I'm done with Wammy's.  Done with the way they treat me there because of my last name.  Done with their rules.  Done with having to deal with the constant reminder that I'm a descendant of one of the most cold-blooded mafia bosses in Russia and that I look just like him.  I know my uncle better than those bastards.  He's a good man and does what he has to do in order to survive.  So I'll do what I have to do to survive on my own too.  If my uncle's alive...wherever he is, I know I'll make him proud.  


I went down to an empty area to collect myself...maybe even try to collect some money to catch a plane out of England.  I can't handle this place.  I don't fit in here.  Everywhere I look, people either give me a disgusted look or they back away because they're afraid that I'll hurt them.  Do I look that scary to people?  I put myself up against a wall, slid down to the ground, and sat there.  I'm trying not to cry...Mother wouldn't want me to cry...she'd want me to be strong.  But I don't know how to feel.  L just died...he didn't choose who'd be his successor...I miss Mother...I miss my home...everyone's scared of me.  I felt tears begin to slowly roll down my cheeks and drip off of my chin, but I tried to fight it.  I can't be crying right now, feeling sorry for myself!  My throat tightened up and I felt like I was going to choke, it hurt so much.  I eventually stopped trying to fight back the tears and just let myself cry.

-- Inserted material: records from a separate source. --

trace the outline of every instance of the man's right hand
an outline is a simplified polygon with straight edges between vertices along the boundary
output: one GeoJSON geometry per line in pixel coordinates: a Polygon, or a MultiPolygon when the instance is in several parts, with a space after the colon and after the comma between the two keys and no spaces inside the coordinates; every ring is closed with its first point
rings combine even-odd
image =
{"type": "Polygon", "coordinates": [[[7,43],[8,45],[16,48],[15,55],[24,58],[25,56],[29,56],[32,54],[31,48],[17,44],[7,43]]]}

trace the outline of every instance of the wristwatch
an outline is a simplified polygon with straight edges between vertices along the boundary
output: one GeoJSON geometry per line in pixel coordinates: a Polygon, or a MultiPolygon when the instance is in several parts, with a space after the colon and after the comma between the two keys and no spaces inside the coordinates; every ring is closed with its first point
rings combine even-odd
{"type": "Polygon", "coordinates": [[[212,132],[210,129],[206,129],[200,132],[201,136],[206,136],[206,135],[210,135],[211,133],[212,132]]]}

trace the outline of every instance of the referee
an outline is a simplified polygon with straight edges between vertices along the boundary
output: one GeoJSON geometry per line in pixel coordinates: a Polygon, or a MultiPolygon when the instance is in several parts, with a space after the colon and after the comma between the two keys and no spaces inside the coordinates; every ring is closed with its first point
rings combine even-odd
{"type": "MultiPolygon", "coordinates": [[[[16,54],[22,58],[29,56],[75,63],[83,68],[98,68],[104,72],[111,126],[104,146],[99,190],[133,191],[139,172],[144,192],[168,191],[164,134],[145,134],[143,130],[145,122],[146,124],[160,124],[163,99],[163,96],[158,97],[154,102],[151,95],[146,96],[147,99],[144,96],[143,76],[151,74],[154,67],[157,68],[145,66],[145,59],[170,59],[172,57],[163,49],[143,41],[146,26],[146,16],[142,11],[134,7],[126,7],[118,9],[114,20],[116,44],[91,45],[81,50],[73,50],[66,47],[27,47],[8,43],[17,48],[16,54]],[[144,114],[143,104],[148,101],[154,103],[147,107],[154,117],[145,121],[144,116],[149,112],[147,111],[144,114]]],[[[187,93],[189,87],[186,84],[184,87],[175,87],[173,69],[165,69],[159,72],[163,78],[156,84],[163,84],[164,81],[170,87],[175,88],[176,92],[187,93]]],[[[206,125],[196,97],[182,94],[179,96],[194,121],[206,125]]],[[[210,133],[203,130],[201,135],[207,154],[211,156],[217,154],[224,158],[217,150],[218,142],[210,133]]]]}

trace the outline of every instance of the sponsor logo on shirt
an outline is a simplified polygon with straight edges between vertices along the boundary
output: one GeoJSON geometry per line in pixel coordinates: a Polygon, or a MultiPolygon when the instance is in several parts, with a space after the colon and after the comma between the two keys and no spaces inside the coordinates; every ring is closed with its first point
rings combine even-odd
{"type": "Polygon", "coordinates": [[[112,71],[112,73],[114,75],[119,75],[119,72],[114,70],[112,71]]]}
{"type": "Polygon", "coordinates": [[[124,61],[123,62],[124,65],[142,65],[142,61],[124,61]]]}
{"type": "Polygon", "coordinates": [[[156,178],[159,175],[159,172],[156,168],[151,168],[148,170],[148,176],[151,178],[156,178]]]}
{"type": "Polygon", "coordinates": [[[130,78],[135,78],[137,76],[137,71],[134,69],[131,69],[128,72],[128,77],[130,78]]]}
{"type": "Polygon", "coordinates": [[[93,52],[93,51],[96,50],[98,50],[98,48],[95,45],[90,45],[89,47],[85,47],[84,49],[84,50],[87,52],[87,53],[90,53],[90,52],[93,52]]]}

A person came over to see if I was okay.  With my sight blurry with tears, I couldn't quite make out what this person looked like.  Was I being too loud?  I wiped my eyes, blinked, and got a better look at them.  It was a very young woman who was short and had shoulder-length, shiny, wavy auburn hair.  She looked at me with concern and asked, "Are you alright?"  I shook my head, hung my head down, and started crying again.  The woman sat down by me to try comforting me.  Why is she doing this?  Shouldn't she be afraid of me like everyone else is?  She asked me again, "What's the matter?"


I sighed shakily before saying in my thick native accent, "Everything.  The one who was supposed to sentence Kira to death just died, everyone here hates me, I want my mother, and I want to go back to Russia."  She pulled me into an embrace and I sniffled. "I-I hate it here."


The woman replied sympathetically, "I'm so sorry.  Where is your mum, sweetie?"


"My mother died when I was eleven...in my arms." The only reason they made me move here to England is because nobody was around to take care of me.  Plus they found out how intelligent I was, so they put me in Wammy's, not knowing that I'd have people hate me and treat me like garbage.  She held me in her arms and rubbed my back.


"I'm very sorry for your loss.  I can't imagine the pain you feel."


I replied, "Thank you.  I wouldn't wish this pain on anyone...not even my worst enemy." Well...my worst enemy was the man who made me, and he died when I was seven.  I asked her, "What is your name, miss?"


The woman said, "I'm Beatrice.  How about you, little one?"